Culture personnelle de plantes de cannabis : la possession et la production de 4 plants par habitation est permise (la Loi fédérale s’applique)!

4 septembre 2019

Par Me Ruby Riverin-Kelly, avocate 

Le 17 octobre 2018, le Canada devenait le premier pays du G8 à légaliser l’usage récréatif du cannabis sur son territoire ainsi que sa vente et sa culture[1]. Depuis, les provinces ont hérité de certains pouvoirs relatifs à la légalisation du cannabis, dont notamment celui d’en contrôler la vente, la consommation ou encore la production.

Le Québec se distinguait jusqu’à tout récemment des autres provinces, à l’exception du Manitoba, quant à la réglementation adoptée en matière de possession et culture de plants de cannabis. Alors que la Loi fédérale permet une possession et production à des fins personnelles pouvant aller jusqu’à quatre (4) plants par habitation, le Québec l’interdit et sanctionne cette pratique en imposant des amendes aux citoyens récalcitrants[2], le tout étant considéré comme des infractions pénales. Par ailleurs, une production à des fins personnelles dépassant la limite de quatre (4) plants par habitation est considérée par le gouvernement fédéral comme étant une activité criminelle, à moins qu’une autorisation ait été accordée conformément à la loi[3].

Le 25 octobre 2018, un premier citoyen québécois a déposé une demande en jugement déclaratoire mettant à l’épreuve la loi québécoise interdisant la culture à domicile devant les tribunaux[4]. Par ce recours, le demandeur cherchait principalement à faire trancher la difficulté d’application de la Loi provinciale, laquelle prévoit à ses articles 5 et 10 l’interdiction de ce que la Loi fédérale a autorisé, à savoir la possession et la culture jusqu’à quatre (4) plants de cannabis à domicile.

Le 3 septembre 2019, l’honorable Manon Lavoie, j.c.s., a tranché le débat[5] et a déclaré les articles en question constitutionnellement invalides.
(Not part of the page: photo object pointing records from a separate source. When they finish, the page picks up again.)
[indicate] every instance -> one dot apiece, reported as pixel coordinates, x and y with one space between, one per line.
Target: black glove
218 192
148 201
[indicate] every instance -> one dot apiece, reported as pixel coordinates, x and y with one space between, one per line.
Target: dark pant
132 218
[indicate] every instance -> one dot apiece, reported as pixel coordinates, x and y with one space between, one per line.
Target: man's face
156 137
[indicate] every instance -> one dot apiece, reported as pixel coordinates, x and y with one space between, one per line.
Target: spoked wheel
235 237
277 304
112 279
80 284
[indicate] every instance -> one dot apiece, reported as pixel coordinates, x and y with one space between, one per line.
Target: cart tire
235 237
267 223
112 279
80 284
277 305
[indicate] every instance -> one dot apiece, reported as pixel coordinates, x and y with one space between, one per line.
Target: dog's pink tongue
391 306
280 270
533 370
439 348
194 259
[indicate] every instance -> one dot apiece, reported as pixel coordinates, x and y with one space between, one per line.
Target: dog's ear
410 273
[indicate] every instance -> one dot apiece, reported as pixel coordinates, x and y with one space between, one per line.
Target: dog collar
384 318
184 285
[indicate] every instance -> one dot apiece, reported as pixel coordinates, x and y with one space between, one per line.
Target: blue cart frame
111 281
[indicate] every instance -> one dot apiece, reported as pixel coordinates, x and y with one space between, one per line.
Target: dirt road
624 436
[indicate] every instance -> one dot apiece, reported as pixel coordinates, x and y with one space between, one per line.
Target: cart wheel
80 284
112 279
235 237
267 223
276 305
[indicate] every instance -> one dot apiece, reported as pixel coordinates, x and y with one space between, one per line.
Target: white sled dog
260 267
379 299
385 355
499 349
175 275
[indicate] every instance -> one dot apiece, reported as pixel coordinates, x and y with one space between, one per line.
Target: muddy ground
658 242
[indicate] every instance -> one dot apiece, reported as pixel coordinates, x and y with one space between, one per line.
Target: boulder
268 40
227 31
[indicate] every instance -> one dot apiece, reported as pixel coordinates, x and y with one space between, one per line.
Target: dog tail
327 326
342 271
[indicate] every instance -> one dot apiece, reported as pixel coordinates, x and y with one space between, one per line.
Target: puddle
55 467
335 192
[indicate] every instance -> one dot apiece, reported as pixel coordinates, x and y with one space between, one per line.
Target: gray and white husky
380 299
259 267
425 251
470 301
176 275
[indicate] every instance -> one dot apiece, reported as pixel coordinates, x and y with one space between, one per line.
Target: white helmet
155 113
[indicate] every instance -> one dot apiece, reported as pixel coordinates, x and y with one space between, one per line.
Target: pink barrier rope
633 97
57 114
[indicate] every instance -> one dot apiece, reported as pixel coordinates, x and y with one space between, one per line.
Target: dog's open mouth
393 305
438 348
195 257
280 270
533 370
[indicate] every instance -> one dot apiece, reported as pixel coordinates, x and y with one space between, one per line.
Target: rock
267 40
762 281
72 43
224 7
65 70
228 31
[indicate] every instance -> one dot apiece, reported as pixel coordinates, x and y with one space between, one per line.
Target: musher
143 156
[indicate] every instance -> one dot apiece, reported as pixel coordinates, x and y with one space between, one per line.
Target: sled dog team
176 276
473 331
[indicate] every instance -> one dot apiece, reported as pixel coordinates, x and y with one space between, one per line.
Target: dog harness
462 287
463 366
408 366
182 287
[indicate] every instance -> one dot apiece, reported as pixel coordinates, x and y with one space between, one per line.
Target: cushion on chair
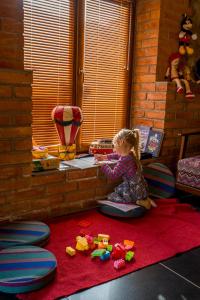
23 233
25 268
188 171
161 181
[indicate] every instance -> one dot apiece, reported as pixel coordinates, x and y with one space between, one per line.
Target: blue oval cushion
136 212
23 233
160 179
25 268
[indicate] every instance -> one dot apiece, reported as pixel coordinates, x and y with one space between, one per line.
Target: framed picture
154 142
144 135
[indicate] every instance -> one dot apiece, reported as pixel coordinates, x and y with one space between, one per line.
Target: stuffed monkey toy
175 73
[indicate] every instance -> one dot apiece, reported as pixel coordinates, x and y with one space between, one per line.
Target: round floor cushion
160 179
25 268
23 233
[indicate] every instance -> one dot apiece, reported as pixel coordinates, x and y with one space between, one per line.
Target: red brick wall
11 38
154 103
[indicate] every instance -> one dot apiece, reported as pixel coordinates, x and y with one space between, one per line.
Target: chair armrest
184 140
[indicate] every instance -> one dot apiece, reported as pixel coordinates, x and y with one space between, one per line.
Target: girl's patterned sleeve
113 156
116 172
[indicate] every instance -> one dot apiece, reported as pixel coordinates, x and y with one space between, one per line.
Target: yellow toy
81 243
70 251
102 237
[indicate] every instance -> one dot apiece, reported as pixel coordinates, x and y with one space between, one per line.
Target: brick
161 86
59 188
160 105
76 174
139 95
148 87
159 124
156 96
15 158
80 195
6 105
5 120
144 78
10 172
15 132
155 114
152 60
153 42
91 182
20 120
25 144
5 146
144 104
12 25
5 91
41 179
23 91
15 184
15 77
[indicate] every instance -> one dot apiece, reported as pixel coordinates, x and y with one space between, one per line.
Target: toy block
98 252
128 244
119 264
70 251
129 255
102 236
105 256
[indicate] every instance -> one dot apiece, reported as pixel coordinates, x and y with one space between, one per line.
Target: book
154 142
144 134
150 140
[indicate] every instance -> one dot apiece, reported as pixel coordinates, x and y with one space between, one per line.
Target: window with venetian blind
102 64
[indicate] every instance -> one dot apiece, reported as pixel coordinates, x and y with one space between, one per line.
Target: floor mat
163 232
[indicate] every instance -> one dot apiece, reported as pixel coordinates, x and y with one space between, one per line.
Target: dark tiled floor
177 278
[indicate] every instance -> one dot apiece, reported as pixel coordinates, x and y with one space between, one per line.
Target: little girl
133 189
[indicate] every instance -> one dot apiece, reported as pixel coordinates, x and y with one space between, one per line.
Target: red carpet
169 229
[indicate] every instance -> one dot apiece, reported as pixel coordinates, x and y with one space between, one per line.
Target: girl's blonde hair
132 138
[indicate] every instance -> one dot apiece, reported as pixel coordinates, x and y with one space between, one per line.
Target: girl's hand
100 157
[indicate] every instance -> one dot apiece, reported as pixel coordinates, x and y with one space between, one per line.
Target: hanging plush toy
175 72
185 36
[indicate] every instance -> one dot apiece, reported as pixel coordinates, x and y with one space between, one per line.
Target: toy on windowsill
175 73
185 36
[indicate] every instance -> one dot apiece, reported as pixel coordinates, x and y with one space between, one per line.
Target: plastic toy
105 256
128 244
119 264
185 36
98 252
109 248
129 255
175 73
102 236
70 251
82 243
118 251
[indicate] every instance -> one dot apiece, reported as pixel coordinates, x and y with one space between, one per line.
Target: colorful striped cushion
25 268
160 180
23 233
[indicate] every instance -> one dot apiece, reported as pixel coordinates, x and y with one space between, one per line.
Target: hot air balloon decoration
67 120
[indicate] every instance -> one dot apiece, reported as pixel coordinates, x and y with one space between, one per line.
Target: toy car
101 146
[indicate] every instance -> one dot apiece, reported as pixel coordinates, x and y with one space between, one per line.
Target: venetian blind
48 51
104 98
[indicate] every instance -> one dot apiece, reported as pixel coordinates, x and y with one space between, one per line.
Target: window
79 52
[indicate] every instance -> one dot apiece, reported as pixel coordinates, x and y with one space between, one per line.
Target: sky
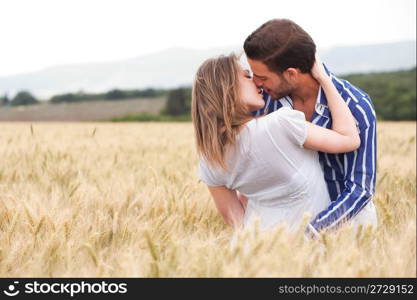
43 33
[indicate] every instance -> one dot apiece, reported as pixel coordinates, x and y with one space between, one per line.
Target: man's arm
359 180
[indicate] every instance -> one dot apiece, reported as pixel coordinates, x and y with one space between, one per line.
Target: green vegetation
23 98
393 93
114 94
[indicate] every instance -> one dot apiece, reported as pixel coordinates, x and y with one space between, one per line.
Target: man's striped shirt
351 176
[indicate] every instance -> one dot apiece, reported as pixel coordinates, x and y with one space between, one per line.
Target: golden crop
123 200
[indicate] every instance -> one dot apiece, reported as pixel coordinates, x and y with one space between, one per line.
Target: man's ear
291 74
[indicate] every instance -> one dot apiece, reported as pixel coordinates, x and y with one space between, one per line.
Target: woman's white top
281 179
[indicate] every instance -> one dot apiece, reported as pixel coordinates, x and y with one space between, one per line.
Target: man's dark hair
281 44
Par ailleurs, la juge a refusé de suspendre temporairement l’effet de la déclaration d’invalidité afin de donner au législateur québécois l’occasion de remédier à la situation, cette dernière ni voyant notamment pas là un danger pour le public menaçant la primauté du droit ni un vide juridique en raison de la présence des articles applicables de la loi fédérale[6]. D’ailleurs, la juge souligne que ce sont désormais les articles de la Loi fédérale qui régissent la possession et la culture de plantes de cannabis à des fins personnelles. Reste à savoir si cette décision sera portée en appel prochainement et si la Procureure générale du Québec tentera d’obtenir une suspension de l’exécution du jugement de la Cour supérieure le temps que le débat ne reprenne devant la Cour d’appel.

Bien que, au Québec, il était déjà possible depuis plusieurs années de cultiver du cannabis à son domicile ou au domicile d’une personne désignée par le patient qui (1) possède une prescription pour la consommation de cannabis médical et (2) une autorisation de Santé Canada pour la culture personnelle, il n’en demeure pas moins que le jugement précédemment cité crée une nouvelle réalité pour les assureurs. En effet, ces derniers devront se demander s’ils sont prêts à assurer les risques que présente la possession et la culture de quatre (4) plantes de cannabis à des fins personnelles en fonction de leur détermination des risques véritables que présente cette culture ainsi que la détermination des primes conséquentes en l’absence de données et statistiques fiables dans le domaine.

L’assureur aura intérêt dès à présent à poser des questions précises, tant à la souscription qu’au renouvellement de la police d’assurance, quant à l’intention de l’assuré de cultiver des plantes de cannabis, le type d’installation qu’il entend exploiter, etc. Encore une fois, l’assureur québécois devra se questionner sur l’opportunité d’inclure des exclusions spécifiques à sa police et qui sait, voir à limiter les protections offertes en fonction du type d’installation utilisé pour la culture, notamment par voie d’engagement formel.


[1] Loi sur le Cannabis, LC 2018, c. 16.
[2] Article 10 de la Loi encadrant le cannabis.
[3] Article 12 de la loi Loi sur le Cannabis.
[4] Janick Murray Hall c. Procureure générale du Québec, dossier de Cour portant le numéro 200-17-028561-181.
[5] Janick Murray Hall c. Procureure générale du Québec, C.S. Québec (Ch. Admin.), n°200-17-028561-181, 3 septembre 2019, j. Lavoie.
[6] Loi sur le Cannabis, LC 2018, c. 16, art. 8 (1) e) et 12 (4) b).